17. Mr Harris submitted that the Secretary of State disagrees with the findings of the Judge, but the grounds failed to show that the decision was perverse. It is clear, having considered the determination as a whole, that the Judge followed the recommended path and was aware of the relevant legal aspects of the appeal. He accepted that paragraph 51(i) was not a viable prospect and not relied upon by the Secretary of State. However, in his view this was not an error of law. The Judge was aware that the appellant and his family were lawfully present in the UK. He accepted that there was a distinction between a British citizen child and a non-EEA citizen child. However, a child's citizenship is not determinative. The Judge was clearly aware of the relevant jurisprudence and specific reference was made to [45], [47] and [61] of the determination.


Conclusions

18. Ground 1 focuses on the Judge's findings at [51(i)] of the determination (see [9] above).

19. In my view the grounds are misconceived in focusing on [51](i). The Secretary of State was not proposing that the appellant and his eldest son would return together to Bolivia leaving the remaining members of the family here. This was not a relevant consideration for the First-tier Tribunal. However, when the determination is read as a whole it is clear that the Judge did not restrict his assessment of reasonableness to this scenario. He considered at some length the best interests of the children with particular emphasis on the eldest child and he gave adequate reasons why it would not be in the child's best interests to return to Bolivia and why it would not be reasonable to expect him to leave the UK. I refer specifically to [51(ii)], [61], [62], [63], [67], [76] and [77].
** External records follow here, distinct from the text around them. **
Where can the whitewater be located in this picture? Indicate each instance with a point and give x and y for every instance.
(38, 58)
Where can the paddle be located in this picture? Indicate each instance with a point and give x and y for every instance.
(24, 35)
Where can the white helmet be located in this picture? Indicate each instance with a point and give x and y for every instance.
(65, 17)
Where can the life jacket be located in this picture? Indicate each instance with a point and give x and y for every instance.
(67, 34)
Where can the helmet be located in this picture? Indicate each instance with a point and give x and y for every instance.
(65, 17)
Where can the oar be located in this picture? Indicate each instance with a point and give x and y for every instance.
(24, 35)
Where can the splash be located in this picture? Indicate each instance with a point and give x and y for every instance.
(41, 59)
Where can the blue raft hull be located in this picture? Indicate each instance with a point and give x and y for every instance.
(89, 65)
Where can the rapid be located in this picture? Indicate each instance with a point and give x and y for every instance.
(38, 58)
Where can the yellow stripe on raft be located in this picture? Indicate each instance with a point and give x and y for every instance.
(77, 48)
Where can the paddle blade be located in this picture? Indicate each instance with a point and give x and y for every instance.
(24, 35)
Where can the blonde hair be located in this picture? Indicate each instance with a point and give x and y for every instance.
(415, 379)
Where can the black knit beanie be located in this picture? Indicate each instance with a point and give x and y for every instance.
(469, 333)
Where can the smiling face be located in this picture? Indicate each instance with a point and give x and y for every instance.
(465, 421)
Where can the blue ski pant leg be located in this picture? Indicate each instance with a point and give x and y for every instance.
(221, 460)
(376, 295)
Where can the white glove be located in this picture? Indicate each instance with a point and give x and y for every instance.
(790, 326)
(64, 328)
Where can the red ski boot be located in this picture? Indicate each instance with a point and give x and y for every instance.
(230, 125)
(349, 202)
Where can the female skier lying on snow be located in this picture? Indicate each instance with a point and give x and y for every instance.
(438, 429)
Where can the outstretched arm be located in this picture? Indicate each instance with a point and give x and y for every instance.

20. It is clear that the Judge recognised the distinction between British citizen children and non EEA Children. However, he also recognised the significance of seven years' residence (this is recognised as a significant period in the Immigration Rules). He noted that the appellant's eldest child had been here for nine years. He properly directed himself at [60].

21. The grounds do not establish that the decision (that it would be unreasonable to expect the eldest child to leave the UK) is irrational or perverse or inconsistent with established jurisprudence. The eldest child is a qualifying child for the purposes of the 2002 Act and in these circumstances (having found that it was not reasonable for him to leave the UK) it follows that the appellant would satisfy paragraph 276ADE of the Immigration Rules. On this basis it was open to the Judge to allow the appeal. Having concluded that it was not reasonable to expect the eldest child to leave the UK the appellants appeal has to succeed under Article 8 pursuant to section 117B (6) of the 2002 Act.

22. There was no material error of law. I maintain the decision of First-tier Tribunal Judge Herbert to allow the appellant's appeal and dismiss the application of the Secretary of State. I have made an anonymity direction in the light of the appellant's children.

Direction Regarding Anonymity - Rule 14 of the Tribunal Procedure (Upper Tribunal) Rules 2008

Unless and until a Tribunal or court directs otherwise, the Appellant is granted anonymity. No report of these proceedings shall directly or indirectly identify him or any member of their family. This direction applies both to the Appellant and to the Respondent. Failure to comply with this direction could lead to contempt of court proceedings.